Я был в полном замешательстве.

— Ты не знаешь, что значит жить там, в эмиграции, — пробормотал я наконец.

— Ты тогда тоже не знал.

Это была правда.

— Я не хотел тебя брать с собой, — вяло сказал я.

— Я все здесь ненавижу, — сказала она. — Все! Зачем ты вернулся?

— Тогда у тебя не было ненависти.

— Зачем ты вернулся? — повторила она.

Она стояла на другом конце комнаты. И нас разделяли не только желтые кресла и не только пять лет разлуки.

Я вдруг натолкнулся на стену враждебности и острого разочарования и смутно почувствовал, что когда я бежал из города один, я тяжело обидел ее.

— Зачем ты вернулся, Иосиф? — настойчиво повторила она.

Я охотно ответил бы, что вернулся ради нее. Но в то мгновение я не мог сказать. Все это было не так просто. Я вдруг почувствовал — и именно тогда, — что меня гнало назад свинцовое, безысходное отчаяние. Я походил на выжатый лимон, все силы оказались исчерпанными, а одного только слепого стремления выжить оказалось слишком мало для того, чтобы сносить дальше холод одиночества. Начать новую жизнь — на это я был неспособен. В сущности — я никогда этого особенно не желал. Я не покончил с прежней жизнью: я не мог ни расстаться с ней, ни преодолеть ее. Я был поражен гангреной души, поэтому пришлось выбирать — погибнуть в ее зловонном дыхании или вернуться и попробовать вылечиться.

Тягостное, томительное чувство исчезло. Я знал, почему я здесь. После пяти лет изгнания я не привез с собой ничего, кроме собственного восприятия и жажды жизни, кроме осторожности и опытности беглого преступника. Все остальное не выдержало испытания.

Ночи на ничейной полосе; тоскливый ужас бытия, в котором приходилось вести отчаянную борьбу ради куска хлеба и пары часов сна; жизнь крота под землей — все это вдруг исчезло без следа на пороге моего прежнего жилища. Я потерял все — я это чувствовал, но у меня во всяком случае не было долгов перед прошлым. Я был свободен. Мое прежнее «я» минувших пяти лет убило себя, едва я перешел границу.

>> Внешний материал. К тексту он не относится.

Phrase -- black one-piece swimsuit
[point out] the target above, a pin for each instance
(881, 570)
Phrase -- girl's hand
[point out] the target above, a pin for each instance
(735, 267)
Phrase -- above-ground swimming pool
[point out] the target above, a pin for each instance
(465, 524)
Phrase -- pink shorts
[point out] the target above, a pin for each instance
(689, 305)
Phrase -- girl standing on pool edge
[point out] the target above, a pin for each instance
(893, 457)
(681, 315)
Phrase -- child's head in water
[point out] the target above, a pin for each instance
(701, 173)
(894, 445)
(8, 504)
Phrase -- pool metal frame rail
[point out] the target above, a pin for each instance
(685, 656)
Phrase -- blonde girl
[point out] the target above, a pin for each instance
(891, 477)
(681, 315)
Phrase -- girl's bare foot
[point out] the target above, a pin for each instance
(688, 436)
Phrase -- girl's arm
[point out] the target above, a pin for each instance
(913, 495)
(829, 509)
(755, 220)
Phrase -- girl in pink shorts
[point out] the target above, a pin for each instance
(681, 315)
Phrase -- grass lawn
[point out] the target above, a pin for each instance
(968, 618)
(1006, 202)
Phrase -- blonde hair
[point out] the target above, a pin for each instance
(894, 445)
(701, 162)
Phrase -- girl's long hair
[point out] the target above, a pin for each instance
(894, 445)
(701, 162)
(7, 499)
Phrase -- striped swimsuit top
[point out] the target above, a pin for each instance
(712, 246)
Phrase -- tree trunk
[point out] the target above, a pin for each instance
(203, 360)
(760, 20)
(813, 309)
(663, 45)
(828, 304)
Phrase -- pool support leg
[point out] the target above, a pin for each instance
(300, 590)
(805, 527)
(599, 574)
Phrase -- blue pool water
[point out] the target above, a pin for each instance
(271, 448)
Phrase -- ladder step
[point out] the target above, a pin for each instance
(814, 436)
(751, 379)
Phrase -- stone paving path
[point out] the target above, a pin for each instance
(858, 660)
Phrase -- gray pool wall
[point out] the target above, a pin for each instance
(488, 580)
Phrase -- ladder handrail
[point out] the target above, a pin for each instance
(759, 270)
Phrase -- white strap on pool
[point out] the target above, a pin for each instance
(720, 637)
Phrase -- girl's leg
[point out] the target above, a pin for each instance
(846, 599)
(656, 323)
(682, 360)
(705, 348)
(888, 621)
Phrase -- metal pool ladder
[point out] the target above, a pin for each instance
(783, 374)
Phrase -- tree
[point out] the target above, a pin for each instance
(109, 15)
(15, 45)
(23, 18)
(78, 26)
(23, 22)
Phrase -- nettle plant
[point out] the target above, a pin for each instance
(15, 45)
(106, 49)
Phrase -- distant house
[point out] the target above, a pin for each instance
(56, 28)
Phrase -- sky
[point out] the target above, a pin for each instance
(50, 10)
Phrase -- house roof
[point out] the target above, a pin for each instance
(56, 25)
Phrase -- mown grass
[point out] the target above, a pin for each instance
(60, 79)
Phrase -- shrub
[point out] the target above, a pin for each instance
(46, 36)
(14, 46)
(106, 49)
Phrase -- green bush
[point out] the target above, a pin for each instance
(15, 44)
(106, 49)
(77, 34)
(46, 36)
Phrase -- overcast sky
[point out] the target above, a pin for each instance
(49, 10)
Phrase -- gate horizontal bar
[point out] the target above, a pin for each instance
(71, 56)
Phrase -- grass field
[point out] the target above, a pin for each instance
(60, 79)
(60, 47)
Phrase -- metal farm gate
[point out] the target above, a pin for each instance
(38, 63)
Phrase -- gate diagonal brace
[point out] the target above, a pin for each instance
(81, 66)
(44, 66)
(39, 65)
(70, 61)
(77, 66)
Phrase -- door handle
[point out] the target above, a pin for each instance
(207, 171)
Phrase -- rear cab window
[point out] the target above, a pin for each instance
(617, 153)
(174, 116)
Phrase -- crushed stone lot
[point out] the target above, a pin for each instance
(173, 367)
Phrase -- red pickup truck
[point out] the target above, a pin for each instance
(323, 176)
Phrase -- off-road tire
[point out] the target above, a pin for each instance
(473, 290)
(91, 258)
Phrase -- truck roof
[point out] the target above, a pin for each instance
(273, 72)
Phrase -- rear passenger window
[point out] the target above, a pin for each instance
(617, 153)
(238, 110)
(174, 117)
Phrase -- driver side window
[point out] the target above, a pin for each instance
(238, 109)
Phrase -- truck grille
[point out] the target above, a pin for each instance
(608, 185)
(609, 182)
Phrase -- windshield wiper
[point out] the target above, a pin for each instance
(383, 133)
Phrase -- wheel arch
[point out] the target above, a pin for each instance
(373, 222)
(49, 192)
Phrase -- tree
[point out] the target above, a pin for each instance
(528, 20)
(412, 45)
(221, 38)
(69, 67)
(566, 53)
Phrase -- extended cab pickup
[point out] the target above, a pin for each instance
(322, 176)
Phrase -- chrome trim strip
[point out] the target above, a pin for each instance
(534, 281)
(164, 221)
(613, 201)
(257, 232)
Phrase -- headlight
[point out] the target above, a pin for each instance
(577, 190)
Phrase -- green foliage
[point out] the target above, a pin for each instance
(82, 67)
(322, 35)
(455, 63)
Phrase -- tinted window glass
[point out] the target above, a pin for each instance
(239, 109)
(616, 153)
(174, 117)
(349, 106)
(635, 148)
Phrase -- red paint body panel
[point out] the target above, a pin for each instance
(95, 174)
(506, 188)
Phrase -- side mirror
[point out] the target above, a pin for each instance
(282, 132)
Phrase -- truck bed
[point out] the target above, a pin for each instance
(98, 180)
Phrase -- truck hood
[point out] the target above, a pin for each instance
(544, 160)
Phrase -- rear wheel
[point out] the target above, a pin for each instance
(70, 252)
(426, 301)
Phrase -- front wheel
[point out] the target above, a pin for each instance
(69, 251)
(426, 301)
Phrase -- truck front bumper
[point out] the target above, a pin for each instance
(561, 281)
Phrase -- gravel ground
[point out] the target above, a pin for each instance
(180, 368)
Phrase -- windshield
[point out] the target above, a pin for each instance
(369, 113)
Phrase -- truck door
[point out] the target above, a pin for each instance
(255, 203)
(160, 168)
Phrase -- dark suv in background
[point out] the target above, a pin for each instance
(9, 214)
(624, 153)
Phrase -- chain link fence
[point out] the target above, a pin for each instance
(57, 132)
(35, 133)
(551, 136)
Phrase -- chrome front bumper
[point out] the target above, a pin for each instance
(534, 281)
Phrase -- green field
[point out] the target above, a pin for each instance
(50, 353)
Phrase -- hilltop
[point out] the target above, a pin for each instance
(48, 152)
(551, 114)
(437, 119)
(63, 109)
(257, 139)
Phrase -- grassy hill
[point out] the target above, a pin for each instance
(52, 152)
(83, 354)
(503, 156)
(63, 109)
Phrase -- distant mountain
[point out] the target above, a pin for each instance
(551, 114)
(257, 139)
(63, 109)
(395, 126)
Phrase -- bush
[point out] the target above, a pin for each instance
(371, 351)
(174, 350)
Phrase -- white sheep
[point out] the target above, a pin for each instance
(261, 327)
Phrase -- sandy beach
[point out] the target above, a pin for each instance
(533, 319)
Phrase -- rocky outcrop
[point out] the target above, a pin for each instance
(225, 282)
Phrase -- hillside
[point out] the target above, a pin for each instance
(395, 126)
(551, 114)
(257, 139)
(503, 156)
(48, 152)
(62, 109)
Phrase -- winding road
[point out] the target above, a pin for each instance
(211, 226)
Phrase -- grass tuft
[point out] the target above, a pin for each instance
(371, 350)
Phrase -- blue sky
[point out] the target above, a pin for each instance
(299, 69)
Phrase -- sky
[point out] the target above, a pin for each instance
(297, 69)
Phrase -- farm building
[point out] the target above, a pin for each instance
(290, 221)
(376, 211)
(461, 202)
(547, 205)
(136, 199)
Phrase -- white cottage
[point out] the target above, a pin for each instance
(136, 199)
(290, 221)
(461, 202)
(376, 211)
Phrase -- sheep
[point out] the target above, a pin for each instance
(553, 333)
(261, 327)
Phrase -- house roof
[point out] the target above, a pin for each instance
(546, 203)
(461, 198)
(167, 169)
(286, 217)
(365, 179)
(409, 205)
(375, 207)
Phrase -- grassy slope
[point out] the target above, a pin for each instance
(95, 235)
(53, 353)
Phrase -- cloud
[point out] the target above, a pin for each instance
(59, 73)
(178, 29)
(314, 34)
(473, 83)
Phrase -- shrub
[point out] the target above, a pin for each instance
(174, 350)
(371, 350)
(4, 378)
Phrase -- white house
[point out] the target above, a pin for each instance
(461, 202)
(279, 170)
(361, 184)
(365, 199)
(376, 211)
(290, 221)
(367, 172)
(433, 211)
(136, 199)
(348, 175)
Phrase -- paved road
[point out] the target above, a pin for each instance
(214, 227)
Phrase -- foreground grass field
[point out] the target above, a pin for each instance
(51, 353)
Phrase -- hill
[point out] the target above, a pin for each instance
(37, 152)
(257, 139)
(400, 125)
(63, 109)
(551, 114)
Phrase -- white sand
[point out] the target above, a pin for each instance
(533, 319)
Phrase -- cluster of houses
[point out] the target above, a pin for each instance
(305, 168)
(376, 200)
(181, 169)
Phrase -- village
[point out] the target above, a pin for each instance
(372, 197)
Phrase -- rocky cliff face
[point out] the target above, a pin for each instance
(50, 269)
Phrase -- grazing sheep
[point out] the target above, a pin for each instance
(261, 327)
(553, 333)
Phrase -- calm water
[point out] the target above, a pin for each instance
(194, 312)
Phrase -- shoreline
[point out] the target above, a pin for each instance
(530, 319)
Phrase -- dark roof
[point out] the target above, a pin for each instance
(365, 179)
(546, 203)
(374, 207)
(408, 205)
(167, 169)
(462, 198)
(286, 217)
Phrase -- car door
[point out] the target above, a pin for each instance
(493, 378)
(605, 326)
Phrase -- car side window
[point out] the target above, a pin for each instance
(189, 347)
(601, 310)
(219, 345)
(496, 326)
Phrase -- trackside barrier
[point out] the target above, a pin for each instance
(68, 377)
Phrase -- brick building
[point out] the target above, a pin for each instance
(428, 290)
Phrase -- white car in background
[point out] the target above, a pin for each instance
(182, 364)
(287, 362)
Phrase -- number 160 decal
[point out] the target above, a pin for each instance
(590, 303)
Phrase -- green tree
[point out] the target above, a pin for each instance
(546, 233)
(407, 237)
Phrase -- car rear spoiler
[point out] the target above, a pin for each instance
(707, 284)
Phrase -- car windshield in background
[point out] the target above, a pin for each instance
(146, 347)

Нет, это не было возвращением. Старое «я» умерло. Вместо него родилось новое «я». Ответственность? Это чувство отныне было мне незнакомо. Я словно обрел невесомость.

Шварц пристально посмотрел на меня.

— Вы понимаете, о чем я говорю? Я повторяюсь и противоречу себе, но…

— Думаю, что понимаю, — сказал я. — Возможность самоубийства — это, в конце концов, милосердие, и все значение его можно постигнуть в очень редких случаях. Оно дарит иллюзию свободы воли, и, может быть, мы совершаем его гораздо чаще, чем нам это кажется. Мы только не сознаем этого.